In that moment, the fear of death was lifted from Gallagher — now a 19-year-old sophomore at Regis College in Weston, Massachusetts — and a Christian calling of accompanying the dying was answered.

In the ensuing three years since that first experience, she has accompanied more residents in their final moments of life, which she sees as a way of ushering them into heaven.

It’s a philosophy reaffirmed by a Vatican letter titled “‘Samaritanus bonus,’ on the Care of Persons in the Critical and Terminal Phases of Life,” released by the Congregation for the Doctrine of the Faith Sept. 22 and approved by Pope Francis.

The first part of the document declares that “while essential and invaluable, palliative care in itself is not enough unless there is someone who ‘remains’ at the bedside of the sick to bear witness to their unique and unrepeatable value.”

The practice of accompanying the dying can be seen in the example of Mary, who stood at the foot of the cross as Jesus left his biological life, said Sister Maureen Weiss, who was the administrator and mother superior at the Little Sisters of the Poor Jeanne Jugan Residence for the elderly poor in Somerville when Gallagher began her volunteer work there.

“Michaela organically understood why the church teaches us that the room of a dying person must be a sanctuary with someone who will offer consolation and hope as they leave this world and enter eternal life,” Weiss told CNS.

Gallagher said she marveled at the Little Sisters of the Poor who would take turns staying with a dying resident around the clock, often laughing with them, singing with them, praying with them, sometimes crying with them, which taught her that the end of someone’s life can be a celebration of the journey before and the journey to come.

Though the Little Sisters of the Poor sold the Somerville assisted living home to the Visiting Nurse Association in August, Gallagher continues to work there as a part-time employee while in college. She is sometimes asked by her peers what to expect if they ever witness someone die.
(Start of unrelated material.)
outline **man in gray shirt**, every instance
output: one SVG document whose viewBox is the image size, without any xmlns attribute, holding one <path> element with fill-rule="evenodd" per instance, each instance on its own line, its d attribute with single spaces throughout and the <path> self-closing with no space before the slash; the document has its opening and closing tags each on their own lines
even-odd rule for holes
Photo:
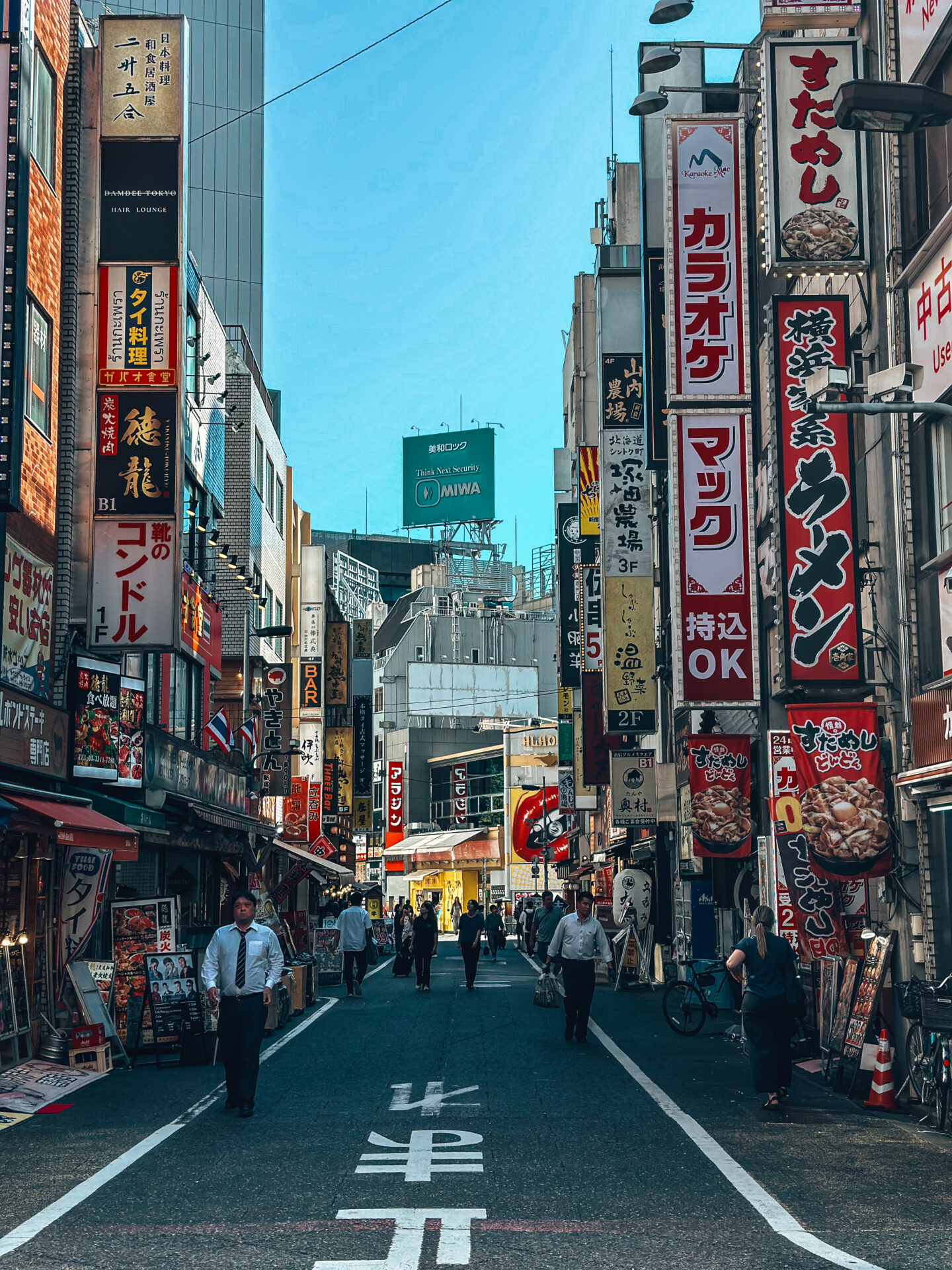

She tells them while it may seem like a scary event, there is nothing to fear.

“Death is a very natural, inevitable part of life,” said Gallagher, a parishioner of St. Agnes Catholic Church in Arlington, Massachusetts. “If you are being given the opportunity to accompany someone else during their end-of-life journey, realize what a privilege and grace that is. Take advantage of this gift you have been given.

“Know that it’s OK to be sad, too. It’s not easy watching someone suffer and die, especially when it’s someone you love deeply,” she said.

“But you can take comfort and draw strength from the fact that you are doing what you can to alleviate their suffering and to bring them comfort and peace during this most sacred time.”